We can visualize these likelihoods for all counties, with those with less than 10,000 people once again in orange:

In the above visualization, the counties with case rates near the national average will be in the center of the y-axis. Counties with rates higher than expected will be towards the top of the y-axis, and counties with lower rates towards the bottom.

We could also re-examine what it means for a county to be rural. Instead of using a population limit, we can use the definition of the Federal Office of Rural Health Policy: a rural county is any county that is not part of a metropolitan area.

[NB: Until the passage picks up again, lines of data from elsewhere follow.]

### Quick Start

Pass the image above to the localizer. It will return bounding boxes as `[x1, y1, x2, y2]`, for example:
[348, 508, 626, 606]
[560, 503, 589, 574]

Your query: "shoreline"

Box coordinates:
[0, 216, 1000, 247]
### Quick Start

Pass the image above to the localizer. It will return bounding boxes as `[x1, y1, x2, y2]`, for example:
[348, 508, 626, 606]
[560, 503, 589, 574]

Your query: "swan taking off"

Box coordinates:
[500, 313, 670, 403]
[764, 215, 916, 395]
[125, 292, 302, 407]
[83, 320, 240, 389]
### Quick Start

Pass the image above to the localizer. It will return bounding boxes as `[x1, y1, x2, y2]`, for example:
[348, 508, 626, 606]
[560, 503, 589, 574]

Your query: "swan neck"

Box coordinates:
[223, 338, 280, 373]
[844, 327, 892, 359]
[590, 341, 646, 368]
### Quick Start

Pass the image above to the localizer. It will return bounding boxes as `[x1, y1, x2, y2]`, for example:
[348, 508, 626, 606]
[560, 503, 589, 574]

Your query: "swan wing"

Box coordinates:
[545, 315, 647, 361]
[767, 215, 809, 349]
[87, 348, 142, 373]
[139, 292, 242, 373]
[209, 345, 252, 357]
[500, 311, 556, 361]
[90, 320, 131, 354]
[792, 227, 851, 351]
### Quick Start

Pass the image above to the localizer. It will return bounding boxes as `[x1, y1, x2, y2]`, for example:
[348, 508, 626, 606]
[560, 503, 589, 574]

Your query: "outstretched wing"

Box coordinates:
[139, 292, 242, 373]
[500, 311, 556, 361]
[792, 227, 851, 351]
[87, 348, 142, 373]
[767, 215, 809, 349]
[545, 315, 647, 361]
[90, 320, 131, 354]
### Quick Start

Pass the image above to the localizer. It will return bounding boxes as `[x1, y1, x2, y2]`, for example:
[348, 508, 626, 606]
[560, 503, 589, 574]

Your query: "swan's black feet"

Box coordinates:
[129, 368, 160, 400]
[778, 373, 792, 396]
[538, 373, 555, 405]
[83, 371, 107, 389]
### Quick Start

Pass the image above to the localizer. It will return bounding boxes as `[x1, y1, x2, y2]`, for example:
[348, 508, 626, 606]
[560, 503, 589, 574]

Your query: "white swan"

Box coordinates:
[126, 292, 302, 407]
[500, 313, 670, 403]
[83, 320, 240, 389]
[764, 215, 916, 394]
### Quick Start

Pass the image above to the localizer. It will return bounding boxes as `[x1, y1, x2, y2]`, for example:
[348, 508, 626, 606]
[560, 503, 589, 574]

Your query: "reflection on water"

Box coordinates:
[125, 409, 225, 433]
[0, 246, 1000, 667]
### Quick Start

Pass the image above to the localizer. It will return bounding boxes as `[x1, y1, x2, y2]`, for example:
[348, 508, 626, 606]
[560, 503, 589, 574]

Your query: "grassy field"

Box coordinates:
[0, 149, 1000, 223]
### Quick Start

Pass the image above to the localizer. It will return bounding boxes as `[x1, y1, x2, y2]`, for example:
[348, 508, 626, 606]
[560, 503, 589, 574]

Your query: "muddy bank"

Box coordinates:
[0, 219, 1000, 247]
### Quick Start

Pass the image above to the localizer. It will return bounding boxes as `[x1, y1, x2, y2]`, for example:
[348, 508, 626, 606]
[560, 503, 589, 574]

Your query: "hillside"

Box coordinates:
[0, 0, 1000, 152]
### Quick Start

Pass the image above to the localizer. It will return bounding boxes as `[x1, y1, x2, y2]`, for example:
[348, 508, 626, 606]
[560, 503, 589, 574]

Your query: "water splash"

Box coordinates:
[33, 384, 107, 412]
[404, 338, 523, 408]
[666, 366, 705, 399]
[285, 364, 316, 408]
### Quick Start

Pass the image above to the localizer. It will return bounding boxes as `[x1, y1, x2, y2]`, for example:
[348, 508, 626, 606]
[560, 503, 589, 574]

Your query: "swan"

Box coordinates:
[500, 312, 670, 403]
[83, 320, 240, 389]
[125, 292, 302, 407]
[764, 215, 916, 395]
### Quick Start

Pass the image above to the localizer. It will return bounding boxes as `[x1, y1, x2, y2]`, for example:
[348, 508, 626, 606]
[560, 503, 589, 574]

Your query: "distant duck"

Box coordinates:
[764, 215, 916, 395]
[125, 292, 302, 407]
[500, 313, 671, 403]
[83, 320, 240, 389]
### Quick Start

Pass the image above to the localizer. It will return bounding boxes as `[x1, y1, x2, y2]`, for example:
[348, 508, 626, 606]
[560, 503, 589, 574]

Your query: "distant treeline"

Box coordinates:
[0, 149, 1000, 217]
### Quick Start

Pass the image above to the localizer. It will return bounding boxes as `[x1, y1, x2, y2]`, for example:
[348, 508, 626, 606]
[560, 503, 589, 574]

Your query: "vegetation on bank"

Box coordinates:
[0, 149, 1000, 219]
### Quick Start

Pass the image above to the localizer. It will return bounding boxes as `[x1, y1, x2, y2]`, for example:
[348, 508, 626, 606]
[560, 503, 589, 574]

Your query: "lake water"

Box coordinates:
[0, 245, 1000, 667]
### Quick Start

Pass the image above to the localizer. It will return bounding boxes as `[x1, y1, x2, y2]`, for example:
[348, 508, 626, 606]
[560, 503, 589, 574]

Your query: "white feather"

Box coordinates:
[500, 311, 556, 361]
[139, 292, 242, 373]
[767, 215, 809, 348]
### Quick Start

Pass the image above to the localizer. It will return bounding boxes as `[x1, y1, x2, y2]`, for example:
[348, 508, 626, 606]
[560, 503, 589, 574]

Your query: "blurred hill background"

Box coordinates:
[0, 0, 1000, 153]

We can create a new visualization, with our newly defined rural counties still in orange:

It’s difficult to draw any conclusion from this visualization. While there appears to be more rural counties with likelihoods above the national average and urban counties below it, a more rigorous numerical analysis is needed. If anything, we’ve just introduced new biases by using a naive model.

Perhaps with a more appropriate probability distribution these results could have more meaning, but our analysis will always suffer from the original mistake committed by the New York Times: in order to make definitive conclusions about the spread of COVID-19 we need more sample points, and in the case of a county-by-county analysis the smaller population counties will always have less. Forgetting this underlying property of statistics led them to publish a misleading table of data.